A PyTorch library for differentiable two-sample tests

Overview

This package implements a total of six two sample tests:

  • The classical Friedman-Rafsky test [FR79].
  • The classical k-nearest neighbours (kNN) test [FR83].
  • The differentiable Friedman-Rafsky test [DK17].
  • The differentiable k-nearest neighbours (kNN) test [DK17].
  • The maximum mean discrepancy (MMD) test [GBR+12].
  • The energy test [SzekelyR13].

These tests accept as input two samples and produce a statistic that should be large when the samples come from different distributions. The first two of these are not differentiable, and can be only used for statistical testing, but not for learning implicit generative models.

Incidentally, there is also code for marginal inference in models with cardinality potentials, or spanning-tree constraints, which are internally used for the implementation of the smooth graph tests. The code for inference in cardinality potentials has been adapted from the code accompanying [SST+12], while the original algorithm comes from [TSZ+12]. Please consider citing these papers if you use the smoothed k-NN test, which relies on this inference method.

Installation

Once you install PyTorch (following these instructions) , you can install the package as:

python setup.py install

Usage

Statistical testing

First, one has to create the object that implements the test. For example:

>>> n = 128  # Sample size.
>>> fr_test = SmoothFRStatistic(n, n, cuda=False, compute_t_stat=True)
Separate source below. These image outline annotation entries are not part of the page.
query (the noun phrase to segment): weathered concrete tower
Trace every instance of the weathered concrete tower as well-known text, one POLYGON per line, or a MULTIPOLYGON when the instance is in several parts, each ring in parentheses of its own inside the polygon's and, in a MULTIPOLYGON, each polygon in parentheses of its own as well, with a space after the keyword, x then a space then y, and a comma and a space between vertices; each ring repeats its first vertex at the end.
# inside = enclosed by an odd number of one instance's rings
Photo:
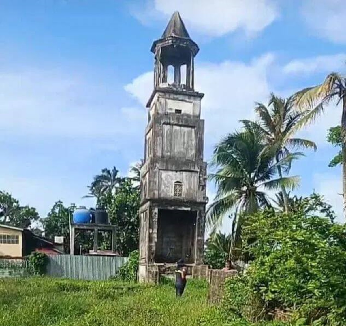
POLYGON ((180 258, 192 266, 202 263, 208 198, 204 94, 194 83, 199 50, 177 12, 151 47, 154 89, 147 105, 141 170, 140 281, 157 281, 163 266, 180 258))

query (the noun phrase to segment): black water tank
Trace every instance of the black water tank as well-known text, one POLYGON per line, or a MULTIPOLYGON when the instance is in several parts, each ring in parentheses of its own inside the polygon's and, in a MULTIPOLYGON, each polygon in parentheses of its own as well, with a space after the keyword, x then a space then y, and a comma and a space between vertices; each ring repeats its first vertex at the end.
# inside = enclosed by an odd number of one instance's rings
POLYGON ((99 224, 108 224, 108 214, 105 209, 97 208, 94 212, 95 223, 99 224))

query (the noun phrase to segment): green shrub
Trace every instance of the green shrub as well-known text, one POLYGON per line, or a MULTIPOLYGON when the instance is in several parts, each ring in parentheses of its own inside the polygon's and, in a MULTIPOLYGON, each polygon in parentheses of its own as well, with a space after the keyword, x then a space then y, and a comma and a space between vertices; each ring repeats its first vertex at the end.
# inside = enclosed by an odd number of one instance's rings
POLYGON ((139 261, 139 251, 134 250, 129 255, 127 261, 119 269, 116 278, 126 282, 136 282, 139 261))
POLYGON ((247 217, 243 234, 254 260, 226 282, 229 311, 250 321, 346 325, 344 226, 306 209, 268 210, 247 217))
POLYGON ((49 260, 45 254, 35 252, 27 257, 28 267, 31 274, 43 275, 47 272, 49 260))

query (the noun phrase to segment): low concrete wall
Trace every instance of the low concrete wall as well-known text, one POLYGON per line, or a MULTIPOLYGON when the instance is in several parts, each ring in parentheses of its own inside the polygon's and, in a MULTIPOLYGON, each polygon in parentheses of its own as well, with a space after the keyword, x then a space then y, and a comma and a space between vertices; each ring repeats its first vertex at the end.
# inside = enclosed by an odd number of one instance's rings
POLYGON ((219 269, 211 269, 209 271, 209 293, 208 300, 211 303, 219 304, 224 296, 225 282, 230 277, 237 275, 236 270, 224 271, 219 269))
POLYGON ((192 277, 197 280, 207 280, 210 281, 210 270, 207 265, 199 265, 192 268, 192 277))

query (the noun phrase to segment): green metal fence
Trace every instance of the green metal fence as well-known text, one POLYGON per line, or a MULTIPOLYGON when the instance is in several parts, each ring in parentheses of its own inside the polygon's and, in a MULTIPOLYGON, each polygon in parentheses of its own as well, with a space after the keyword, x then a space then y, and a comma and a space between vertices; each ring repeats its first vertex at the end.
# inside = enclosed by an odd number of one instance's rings
POLYGON ((28 262, 21 259, 0 259, 0 278, 27 276, 28 262))
POLYGON ((127 260, 118 256, 48 255, 47 274, 75 280, 107 280, 127 260))

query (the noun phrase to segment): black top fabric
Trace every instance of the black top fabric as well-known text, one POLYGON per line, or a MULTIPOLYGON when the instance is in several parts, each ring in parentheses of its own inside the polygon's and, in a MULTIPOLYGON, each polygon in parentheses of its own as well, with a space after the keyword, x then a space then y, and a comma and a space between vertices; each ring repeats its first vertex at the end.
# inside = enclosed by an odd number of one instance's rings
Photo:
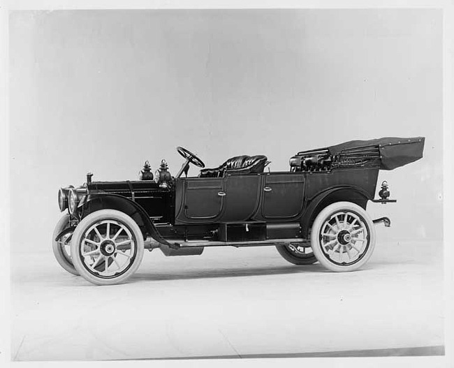
MULTIPOLYGON (((371 148, 378 148, 380 154, 380 169, 393 170, 421 159, 424 141, 424 137, 386 137, 369 140, 351 140, 320 150, 328 150, 330 154, 337 156, 351 154, 352 152, 360 154, 362 149, 369 152, 371 148)), ((300 152, 302 153, 303 152, 300 152)))

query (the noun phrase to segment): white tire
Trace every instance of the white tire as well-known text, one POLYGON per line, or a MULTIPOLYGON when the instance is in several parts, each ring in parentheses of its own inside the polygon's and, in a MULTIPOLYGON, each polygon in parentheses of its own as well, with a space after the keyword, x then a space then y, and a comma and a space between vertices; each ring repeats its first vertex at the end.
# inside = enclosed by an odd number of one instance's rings
POLYGON ((314 254, 321 265, 337 272, 354 271, 370 258, 375 228, 363 208, 351 202, 327 206, 316 216, 311 233, 314 254))
POLYGON ((75 270, 96 285, 126 281, 140 265, 143 251, 143 236, 136 221, 115 209, 87 215, 74 230, 71 242, 75 270))
POLYGON ((55 240, 57 235, 68 228, 69 228, 69 215, 64 214, 55 226, 52 238, 52 249, 54 252, 55 259, 57 259, 57 262, 59 263, 59 265, 64 270, 70 274, 79 276, 79 272, 74 268, 71 256, 71 238, 69 237, 72 234, 72 232, 63 235, 58 241, 55 240), (70 239, 69 241, 68 240, 68 238, 70 239))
Note that we have used compute_t_stat=True, which means that fr_test.__call__ will compute a t-statistic, so that we can obtain an approximate p-value from it using the CDF of a standard normal. We have implemented t-statistics only for the smooth graph tests.

Let us work out a concrete example. We will draw three different samples from 5 dimensional Gaussians, so that the first two come from the same distribution, while the last one from a distribution with a different mean.
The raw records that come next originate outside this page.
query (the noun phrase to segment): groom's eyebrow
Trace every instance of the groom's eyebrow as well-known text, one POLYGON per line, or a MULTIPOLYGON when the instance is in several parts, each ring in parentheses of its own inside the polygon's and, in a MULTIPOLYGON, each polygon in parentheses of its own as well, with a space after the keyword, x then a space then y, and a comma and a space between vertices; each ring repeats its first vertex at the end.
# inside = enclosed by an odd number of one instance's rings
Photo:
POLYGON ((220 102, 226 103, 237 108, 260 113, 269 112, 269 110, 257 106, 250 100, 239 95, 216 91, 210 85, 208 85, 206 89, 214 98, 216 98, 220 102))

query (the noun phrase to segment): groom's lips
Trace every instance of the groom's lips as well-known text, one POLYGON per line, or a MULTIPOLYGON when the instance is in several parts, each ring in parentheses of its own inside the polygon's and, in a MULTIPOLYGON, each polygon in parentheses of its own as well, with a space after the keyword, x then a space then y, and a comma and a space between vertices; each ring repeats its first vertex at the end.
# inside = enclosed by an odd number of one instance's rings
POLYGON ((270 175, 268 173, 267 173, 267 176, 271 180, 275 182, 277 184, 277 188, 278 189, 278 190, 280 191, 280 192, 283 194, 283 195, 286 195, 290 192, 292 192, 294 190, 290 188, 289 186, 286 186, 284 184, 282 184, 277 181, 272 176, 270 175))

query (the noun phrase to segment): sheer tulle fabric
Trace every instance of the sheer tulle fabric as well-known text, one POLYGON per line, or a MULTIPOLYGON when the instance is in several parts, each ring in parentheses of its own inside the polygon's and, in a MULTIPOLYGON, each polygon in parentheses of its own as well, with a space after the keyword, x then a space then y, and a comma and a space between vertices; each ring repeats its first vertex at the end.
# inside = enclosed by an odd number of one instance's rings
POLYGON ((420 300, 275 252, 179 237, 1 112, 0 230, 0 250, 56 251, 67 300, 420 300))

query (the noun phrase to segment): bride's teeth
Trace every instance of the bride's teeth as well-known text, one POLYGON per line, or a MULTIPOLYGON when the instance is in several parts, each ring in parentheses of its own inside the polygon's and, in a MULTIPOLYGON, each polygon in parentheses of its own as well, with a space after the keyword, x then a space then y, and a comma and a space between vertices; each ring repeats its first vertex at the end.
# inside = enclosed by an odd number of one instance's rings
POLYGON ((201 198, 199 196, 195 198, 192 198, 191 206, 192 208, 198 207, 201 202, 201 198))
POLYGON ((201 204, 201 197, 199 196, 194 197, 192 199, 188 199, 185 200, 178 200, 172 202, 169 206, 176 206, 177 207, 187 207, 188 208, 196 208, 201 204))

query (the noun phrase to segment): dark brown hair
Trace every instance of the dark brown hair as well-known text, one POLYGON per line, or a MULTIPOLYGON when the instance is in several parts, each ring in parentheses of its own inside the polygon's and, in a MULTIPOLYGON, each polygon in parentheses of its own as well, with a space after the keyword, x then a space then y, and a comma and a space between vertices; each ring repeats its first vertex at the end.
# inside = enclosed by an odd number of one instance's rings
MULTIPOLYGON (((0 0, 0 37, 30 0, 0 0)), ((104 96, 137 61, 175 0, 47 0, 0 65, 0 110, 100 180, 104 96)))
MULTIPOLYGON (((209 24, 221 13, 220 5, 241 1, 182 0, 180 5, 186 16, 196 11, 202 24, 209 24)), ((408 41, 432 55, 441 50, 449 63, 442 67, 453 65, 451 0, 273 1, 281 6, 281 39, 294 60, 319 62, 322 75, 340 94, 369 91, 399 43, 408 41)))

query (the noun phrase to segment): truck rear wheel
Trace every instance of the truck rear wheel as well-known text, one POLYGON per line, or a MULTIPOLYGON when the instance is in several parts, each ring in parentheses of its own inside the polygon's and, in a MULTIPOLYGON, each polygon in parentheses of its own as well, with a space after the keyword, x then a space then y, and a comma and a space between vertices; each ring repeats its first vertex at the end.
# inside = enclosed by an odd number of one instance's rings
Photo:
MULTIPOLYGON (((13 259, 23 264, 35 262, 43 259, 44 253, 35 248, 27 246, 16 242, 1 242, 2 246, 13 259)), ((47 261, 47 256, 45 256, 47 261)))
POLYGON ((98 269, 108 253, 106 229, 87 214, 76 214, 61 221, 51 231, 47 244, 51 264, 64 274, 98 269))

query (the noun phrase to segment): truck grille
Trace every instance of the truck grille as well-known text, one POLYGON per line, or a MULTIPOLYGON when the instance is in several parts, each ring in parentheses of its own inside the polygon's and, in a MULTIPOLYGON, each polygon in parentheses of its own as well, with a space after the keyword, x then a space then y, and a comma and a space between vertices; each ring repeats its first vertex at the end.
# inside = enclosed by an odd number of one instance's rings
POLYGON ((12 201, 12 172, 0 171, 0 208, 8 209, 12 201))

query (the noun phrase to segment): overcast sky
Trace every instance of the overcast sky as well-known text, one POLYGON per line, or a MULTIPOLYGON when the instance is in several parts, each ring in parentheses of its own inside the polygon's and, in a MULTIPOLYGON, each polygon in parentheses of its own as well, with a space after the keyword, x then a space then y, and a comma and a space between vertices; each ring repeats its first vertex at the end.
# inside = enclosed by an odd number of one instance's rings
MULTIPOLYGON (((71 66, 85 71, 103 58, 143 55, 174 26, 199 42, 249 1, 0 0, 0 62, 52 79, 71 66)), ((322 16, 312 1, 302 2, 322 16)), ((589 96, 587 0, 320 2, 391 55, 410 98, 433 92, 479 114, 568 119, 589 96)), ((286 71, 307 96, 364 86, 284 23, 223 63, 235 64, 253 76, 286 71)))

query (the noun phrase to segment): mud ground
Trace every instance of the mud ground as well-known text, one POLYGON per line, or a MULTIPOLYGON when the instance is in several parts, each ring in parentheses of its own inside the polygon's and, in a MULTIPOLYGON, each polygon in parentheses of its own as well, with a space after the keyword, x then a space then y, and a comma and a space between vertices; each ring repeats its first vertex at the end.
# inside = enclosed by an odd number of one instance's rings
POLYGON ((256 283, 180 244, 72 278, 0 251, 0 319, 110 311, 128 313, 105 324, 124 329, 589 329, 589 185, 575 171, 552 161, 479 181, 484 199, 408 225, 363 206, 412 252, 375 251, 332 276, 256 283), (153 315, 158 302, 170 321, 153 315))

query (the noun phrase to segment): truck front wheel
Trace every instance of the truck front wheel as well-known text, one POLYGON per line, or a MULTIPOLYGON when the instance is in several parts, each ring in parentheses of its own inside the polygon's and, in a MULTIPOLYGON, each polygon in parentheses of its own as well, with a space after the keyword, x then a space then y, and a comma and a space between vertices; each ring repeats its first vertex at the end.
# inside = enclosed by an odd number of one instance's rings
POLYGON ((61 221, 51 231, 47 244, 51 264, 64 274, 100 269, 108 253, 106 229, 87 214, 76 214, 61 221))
>>> # We fix the seeds so that the result is reproducible.
>>> torch.manual_seed(0)
>>> numpy.random.seed(0)
>>> dim = 5  # The data dimension.
>>> sample_1 = torch.randn(n, dim)
>>> sample_2 = torch.randn(n, dim)
>>> sample_3 = torch.randn(n, dim)
>>> sample_3[:, 0] += 1  # Shift the first coordinate by one.

We can now compute the t-statistics (the returned matrices will be discussed shortly).

>>> t_val_12, matrix_12 = fr_test(Variable(sample_1), Variable(sample_2),
>>>                               alphas=[4.], ret_matrix=True)
>>> t_val_13, matrix_13 = fr_test(Variable(sample_1), Variable(sample_3),
>>>                               alphas=[4.], ret_matrix=True)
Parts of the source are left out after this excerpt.